DART’s target asteroid is a moonlet of a larger asteroid. The large asteroid is Didymos, 2,500 feet (780 m) in diameter. Its companion, Didymos B (or, sometimes, Dimorphos) is 525 feet (160 m) in diameter. That’s more typical of the size asteroid that might unexpectedly threaten Earth, these astronomers said. That’s because the larger asteroids are easier to see, and their orbits are better known.

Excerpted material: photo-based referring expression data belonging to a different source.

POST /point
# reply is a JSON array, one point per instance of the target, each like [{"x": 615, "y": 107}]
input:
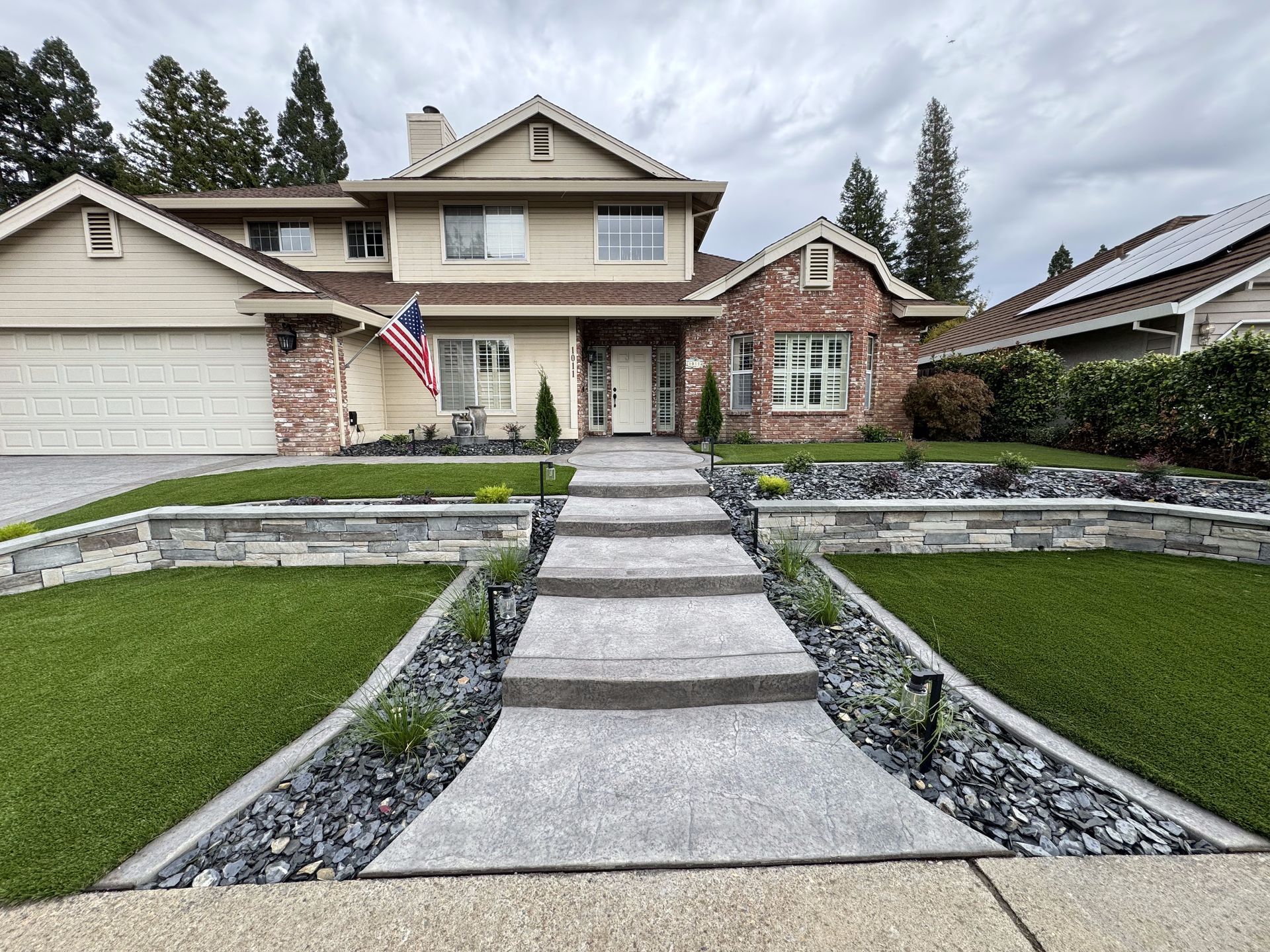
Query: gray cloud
[{"x": 1080, "y": 122}]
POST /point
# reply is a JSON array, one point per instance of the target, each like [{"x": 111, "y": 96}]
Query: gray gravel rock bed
[
  {"x": 984, "y": 777},
  {"x": 347, "y": 803},
  {"x": 959, "y": 481}
]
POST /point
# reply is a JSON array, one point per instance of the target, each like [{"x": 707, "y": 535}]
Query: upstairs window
[
  {"x": 364, "y": 239},
  {"x": 630, "y": 233},
  {"x": 484, "y": 233},
  {"x": 281, "y": 238}
]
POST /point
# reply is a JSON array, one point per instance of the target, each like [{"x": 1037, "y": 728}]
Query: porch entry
[{"x": 633, "y": 389}]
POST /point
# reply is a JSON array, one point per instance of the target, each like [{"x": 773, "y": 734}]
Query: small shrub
[
  {"x": 874, "y": 433},
  {"x": 774, "y": 485},
  {"x": 800, "y": 461},
  {"x": 1016, "y": 463},
  {"x": 505, "y": 563},
  {"x": 951, "y": 405},
  {"x": 469, "y": 615},
  {"x": 913, "y": 455},
  {"x": 878, "y": 481},
  {"x": 818, "y": 601},
  {"x": 398, "y": 721},
  {"x": 493, "y": 494},
  {"x": 790, "y": 555},
  {"x": 17, "y": 530}
]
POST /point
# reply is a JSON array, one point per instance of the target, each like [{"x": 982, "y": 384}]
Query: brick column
[{"x": 306, "y": 383}]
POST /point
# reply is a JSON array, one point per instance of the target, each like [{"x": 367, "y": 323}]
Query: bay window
[{"x": 810, "y": 371}]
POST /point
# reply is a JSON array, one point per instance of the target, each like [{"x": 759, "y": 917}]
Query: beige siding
[
  {"x": 508, "y": 157},
  {"x": 328, "y": 235},
  {"x": 560, "y": 241},
  {"x": 535, "y": 343},
  {"x": 364, "y": 381},
  {"x": 48, "y": 280}
]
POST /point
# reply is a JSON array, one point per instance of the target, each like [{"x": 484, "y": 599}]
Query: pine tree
[
  {"x": 864, "y": 212},
  {"x": 546, "y": 423},
  {"x": 159, "y": 151},
  {"x": 310, "y": 143},
  {"x": 937, "y": 243},
  {"x": 253, "y": 153},
  {"x": 1061, "y": 260}
]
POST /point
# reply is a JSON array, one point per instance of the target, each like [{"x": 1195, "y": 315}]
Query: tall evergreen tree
[
  {"x": 937, "y": 243},
  {"x": 864, "y": 212},
  {"x": 160, "y": 151},
  {"x": 310, "y": 143},
  {"x": 1061, "y": 260}
]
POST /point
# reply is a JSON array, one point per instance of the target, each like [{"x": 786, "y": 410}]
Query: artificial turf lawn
[
  {"x": 1159, "y": 663},
  {"x": 128, "y": 702},
  {"x": 331, "y": 481},
  {"x": 937, "y": 452}
]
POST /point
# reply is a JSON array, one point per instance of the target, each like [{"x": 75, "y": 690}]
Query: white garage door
[{"x": 135, "y": 391}]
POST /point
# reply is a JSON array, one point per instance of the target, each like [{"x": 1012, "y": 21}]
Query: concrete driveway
[{"x": 41, "y": 485}]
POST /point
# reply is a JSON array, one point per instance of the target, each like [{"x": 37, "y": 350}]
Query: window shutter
[
  {"x": 102, "y": 234},
  {"x": 818, "y": 266},
  {"x": 541, "y": 143}
]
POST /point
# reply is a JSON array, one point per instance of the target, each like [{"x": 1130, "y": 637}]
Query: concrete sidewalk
[{"x": 1123, "y": 904}]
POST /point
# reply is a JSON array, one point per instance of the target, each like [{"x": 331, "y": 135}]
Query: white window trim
[
  {"x": 846, "y": 376},
  {"x": 116, "y": 245},
  {"x": 509, "y": 339},
  {"x": 479, "y": 262},
  {"x": 276, "y": 219},
  {"x": 343, "y": 233},
  {"x": 666, "y": 230}
]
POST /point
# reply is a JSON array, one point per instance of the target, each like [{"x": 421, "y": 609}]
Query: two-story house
[{"x": 235, "y": 321}]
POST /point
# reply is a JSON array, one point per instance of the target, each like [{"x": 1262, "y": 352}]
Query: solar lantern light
[{"x": 502, "y": 608}]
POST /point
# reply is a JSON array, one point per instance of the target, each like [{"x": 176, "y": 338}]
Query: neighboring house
[
  {"x": 1179, "y": 287},
  {"x": 535, "y": 244}
]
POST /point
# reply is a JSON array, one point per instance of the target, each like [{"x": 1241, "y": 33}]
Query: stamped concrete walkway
[{"x": 658, "y": 713}]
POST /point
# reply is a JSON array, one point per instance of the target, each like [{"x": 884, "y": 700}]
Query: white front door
[{"x": 633, "y": 389}]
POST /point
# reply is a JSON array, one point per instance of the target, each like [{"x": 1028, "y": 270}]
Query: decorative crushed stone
[
  {"x": 346, "y": 804},
  {"x": 959, "y": 481},
  {"x": 1009, "y": 791},
  {"x": 437, "y": 447}
]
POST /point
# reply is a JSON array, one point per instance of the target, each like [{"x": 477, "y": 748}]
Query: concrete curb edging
[
  {"x": 144, "y": 865},
  {"x": 1194, "y": 819}
]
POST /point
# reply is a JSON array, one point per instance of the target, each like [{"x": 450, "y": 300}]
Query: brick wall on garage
[
  {"x": 308, "y": 416},
  {"x": 773, "y": 301}
]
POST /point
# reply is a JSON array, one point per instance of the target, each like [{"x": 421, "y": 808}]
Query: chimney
[{"x": 426, "y": 132}]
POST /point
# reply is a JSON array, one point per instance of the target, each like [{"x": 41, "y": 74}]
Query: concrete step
[
  {"x": 648, "y": 653},
  {"x": 638, "y": 484},
  {"x": 679, "y": 516},
  {"x": 659, "y": 567},
  {"x": 727, "y": 785}
]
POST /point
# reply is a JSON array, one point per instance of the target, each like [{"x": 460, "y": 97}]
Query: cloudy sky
[{"x": 1081, "y": 121}]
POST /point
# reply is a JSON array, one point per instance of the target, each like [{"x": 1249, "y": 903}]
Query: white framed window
[
  {"x": 870, "y": 368},
  {"x": 484, "y": 233},
  {"x": 364, "y": 240},
  {"x": 810, "y": 371},
  {"x": 741, "y": 386},
  {"x": 630, "y": 233},
  {"x": 476, "y": 371},
  {"x": 294, "y": 237}
]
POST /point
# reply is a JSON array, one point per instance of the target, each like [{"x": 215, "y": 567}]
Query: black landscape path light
[{"x": 502, "y": 608}]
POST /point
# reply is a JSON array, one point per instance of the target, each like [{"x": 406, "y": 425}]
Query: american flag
[{"x": 405, "y": 335}]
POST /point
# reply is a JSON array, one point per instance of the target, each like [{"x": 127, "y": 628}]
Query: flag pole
[{"x": 415, "y": 295}]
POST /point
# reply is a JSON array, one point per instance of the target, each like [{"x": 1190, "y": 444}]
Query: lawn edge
[
  {"x": 144, "y": 866},
  {"x": 1205, "y": 824}
]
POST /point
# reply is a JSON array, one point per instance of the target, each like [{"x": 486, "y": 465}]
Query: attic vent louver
[
  {"x": 102, "y": 234},
  {"x": 541, "y": 143},
  {"x": 818, "y": 266}
]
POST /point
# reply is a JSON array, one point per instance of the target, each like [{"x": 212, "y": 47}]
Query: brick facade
[{"x": 308, "y": 386}]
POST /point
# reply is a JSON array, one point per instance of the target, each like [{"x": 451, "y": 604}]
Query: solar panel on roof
[{"x": 1174, "y": 249}]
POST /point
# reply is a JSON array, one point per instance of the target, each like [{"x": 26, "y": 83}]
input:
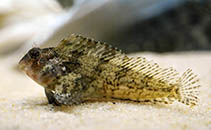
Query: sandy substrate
[{"x": 23, "y": 104}]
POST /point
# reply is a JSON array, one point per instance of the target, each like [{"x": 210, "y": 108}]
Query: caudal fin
[{"x": 189, "y": 89}]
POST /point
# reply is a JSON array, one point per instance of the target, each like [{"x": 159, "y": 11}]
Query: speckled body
[{"x": 81, "y": 69}]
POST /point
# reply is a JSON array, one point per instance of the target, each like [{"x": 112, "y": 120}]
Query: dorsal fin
[{"x": 89, "y": 47}]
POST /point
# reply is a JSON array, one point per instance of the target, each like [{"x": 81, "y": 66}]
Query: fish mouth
[{"x": 22, "y": 64}]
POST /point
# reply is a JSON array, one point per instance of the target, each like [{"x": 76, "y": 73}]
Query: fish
[{"x": 81, "y": 69}]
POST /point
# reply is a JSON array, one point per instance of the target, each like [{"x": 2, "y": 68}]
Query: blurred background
[{"x": 131, "y": 25}]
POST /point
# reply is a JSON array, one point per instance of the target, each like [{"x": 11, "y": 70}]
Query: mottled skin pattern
[{"x": 81, "y": 69}]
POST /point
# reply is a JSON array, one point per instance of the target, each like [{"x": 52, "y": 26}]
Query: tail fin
[{"x": 189, "y": 88}]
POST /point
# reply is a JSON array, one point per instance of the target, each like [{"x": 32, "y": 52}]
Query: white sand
[{"x": 23, "y": 104}]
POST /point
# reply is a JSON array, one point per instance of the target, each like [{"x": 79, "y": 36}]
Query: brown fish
[{"x": 81, "y": 69}]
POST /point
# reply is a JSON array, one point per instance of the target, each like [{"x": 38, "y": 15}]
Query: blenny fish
[{"x": 81, "y": 69}]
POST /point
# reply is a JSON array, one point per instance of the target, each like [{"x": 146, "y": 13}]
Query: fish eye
[{"x": 34, "y": 53}]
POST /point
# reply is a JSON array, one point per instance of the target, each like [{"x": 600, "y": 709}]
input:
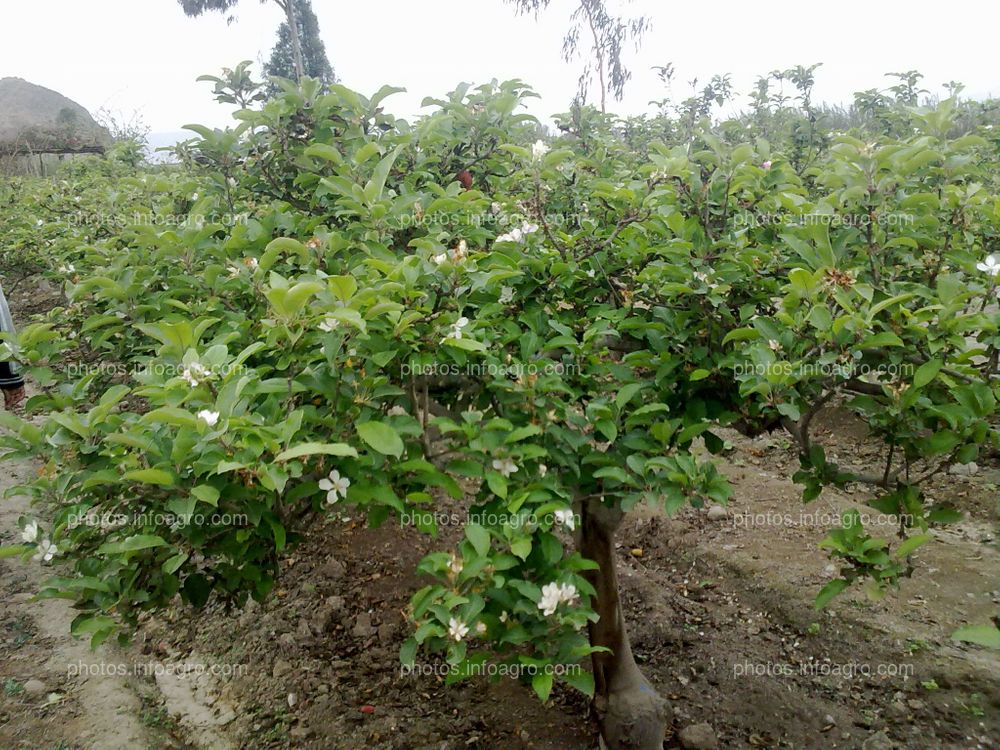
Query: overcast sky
[{"x": 144, "y": 55}]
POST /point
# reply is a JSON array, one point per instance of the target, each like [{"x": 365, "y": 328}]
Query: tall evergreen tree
[
  {"x": 195, "y": 8},
  {"x": 314, "y": 60}
]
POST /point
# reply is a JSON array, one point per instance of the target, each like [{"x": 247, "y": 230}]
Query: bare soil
[{"x": 719, "y": 609}]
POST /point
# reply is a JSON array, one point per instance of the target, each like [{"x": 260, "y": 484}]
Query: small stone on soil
[
  {"x": 717, "y": 513},
  {"x": 35, "y": 687},
  {"x": 698, "y": 737}
]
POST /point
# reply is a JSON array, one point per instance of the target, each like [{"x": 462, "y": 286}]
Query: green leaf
[
  {"x": 479, "y": 537},
  {"x": 151, "y": 476},
  {"x": 927, "y": 372},
  {"x": 381, "y": 437},
  {"x": 327, "y": 449},
  {"x": 207, "y": 494},
  {"x": 521, "y": 547},
  {"x": 542, "y": 684},
  {"x": 523, "y": 432}
]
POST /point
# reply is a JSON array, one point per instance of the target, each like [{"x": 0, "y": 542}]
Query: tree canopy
[{"x": 314, "y": 60}]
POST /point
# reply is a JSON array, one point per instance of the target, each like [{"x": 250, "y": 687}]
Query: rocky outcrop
[{"x": 36, "y": 119}]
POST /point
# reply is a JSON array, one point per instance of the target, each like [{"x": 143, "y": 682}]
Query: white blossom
[
  {"x": 456, "y": 329},
  {"x": 46, "y": 551},
  {"x": 210, "y": 418},
  {"x": 551, "y": 597},
  {"x": 567, "y": 592},
  {"x": 335, "y": 486},
  {"x": 457, "y": 629},
  {"x": 518, "y": 234},
  {"x": 991, "y": 265},
  {"x": 505, "y": 466},
  {"x": 329, "y": 324},
  {"x": 30, "y": 532}
]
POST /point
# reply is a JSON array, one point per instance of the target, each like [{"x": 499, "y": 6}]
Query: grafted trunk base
[
  {"x": 631, "y": 714},
  {"x": 633, "y": 717}
]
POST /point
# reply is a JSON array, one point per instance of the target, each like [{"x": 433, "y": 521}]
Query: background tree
[
  {"x": 195, "y": 8},
  {"x": 608, "y": 34},
  {"x": 314, "y": 60}
]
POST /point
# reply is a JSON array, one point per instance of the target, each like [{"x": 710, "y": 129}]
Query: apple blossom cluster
[
  {"x": 554, "y": 594},
  {"x": 45, "y": 549},
  {"x": 335, "y": 486}
]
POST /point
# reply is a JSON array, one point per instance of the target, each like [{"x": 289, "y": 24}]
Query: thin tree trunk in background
[
  {"x": 293, "y": 28},
  {"x": 631, "y": 714}
]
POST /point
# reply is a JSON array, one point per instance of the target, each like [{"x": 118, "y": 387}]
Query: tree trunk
[
  {"x": 293, "y": 29},
  {"x": 631, "y": 714}
]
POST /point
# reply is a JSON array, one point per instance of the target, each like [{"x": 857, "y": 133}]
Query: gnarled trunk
[{"x": 631, "y": 714}]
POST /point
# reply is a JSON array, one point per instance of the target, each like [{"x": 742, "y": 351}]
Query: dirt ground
[{"x": 718, "y": 606}]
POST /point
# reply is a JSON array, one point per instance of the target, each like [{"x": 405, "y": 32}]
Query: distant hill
[{"x": 40, "y": 119}]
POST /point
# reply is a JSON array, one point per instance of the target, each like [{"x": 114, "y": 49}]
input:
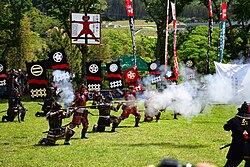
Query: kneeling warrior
[
  {"x": 105, "y": 119},
  {"x": 151, "y": 110},
  {"x": 129, "y": 108},
  {"x": 81, "y": 113},
  {"x": 56, "y": 130},
  {"x": 49, "y": 99},
  {"x": 15, "y": 107}
]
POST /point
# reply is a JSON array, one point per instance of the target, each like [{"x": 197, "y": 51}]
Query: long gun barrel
[{"x": 225, "y": 146}]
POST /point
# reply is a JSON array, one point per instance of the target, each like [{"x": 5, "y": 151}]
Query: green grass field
[{"x": 188, "y": 140}]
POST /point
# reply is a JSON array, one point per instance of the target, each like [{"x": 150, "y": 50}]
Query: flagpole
[
  {"x": 166, "y": 40},
  {"x": 130, "y": 13},
  {"x": 176, "y": 66},
  {"x": 222, "y": 30},
  {"x": 210, "y": 31}
]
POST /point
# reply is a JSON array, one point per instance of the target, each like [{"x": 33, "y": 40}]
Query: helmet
[
  {"x": 244, "y": 110},
  {"x": 108, "y": 99}
]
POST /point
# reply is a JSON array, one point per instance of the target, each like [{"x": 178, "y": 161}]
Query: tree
[
  {"x": 62, "y": 10},
  {"x": 157, "y": 12},
  {"x": 237, "y": 32},
  {"x": 11, "y": 14},
  {"x": 195, "y": 47}
]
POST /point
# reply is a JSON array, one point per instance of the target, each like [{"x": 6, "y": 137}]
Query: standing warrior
[
  {"x": 240, "y": 146},
  {"x": 97, "y": 98},
  {"x": 105, "y": 119},
  {"x": 15, "y": 107},
  {"x": 56, "y": 130},
  {"x": 81, "y": 113},
  {"x": 129, "y": 108}
]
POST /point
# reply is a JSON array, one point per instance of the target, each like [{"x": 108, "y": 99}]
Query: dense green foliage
[{"x": 188, "y": 140}]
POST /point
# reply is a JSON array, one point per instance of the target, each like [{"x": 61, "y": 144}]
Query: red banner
[
  {"x": 166, "y": 40},
  {"x": 129, "y": 7},
  {"x": 210, "y": 8},
  {"x": 223, "y": 11}
]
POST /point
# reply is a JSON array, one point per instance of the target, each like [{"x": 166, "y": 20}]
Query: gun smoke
[{"x": 190, "y": 97}]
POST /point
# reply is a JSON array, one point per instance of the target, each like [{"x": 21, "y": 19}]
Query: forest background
[{"x": 30, "y": 29}]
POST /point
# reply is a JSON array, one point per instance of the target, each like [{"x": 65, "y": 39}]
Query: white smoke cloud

Didymos is itself classified as a Potentially Hazardous Asteroid (PHA). By definition, such asteroids have a minimum orbit intersection distance of 0.05 AU (Earth-sun units of distance) or less and an absolute magnitude of +22 or less. In other words, all asteroids that can’t get any closer to the Earth than 0.05 Earth-sun distances – roughly 4,650,000 miles (7,480,000 km) – or are smaller than about 500 feet (140 m) in diameter are not considered PHAs.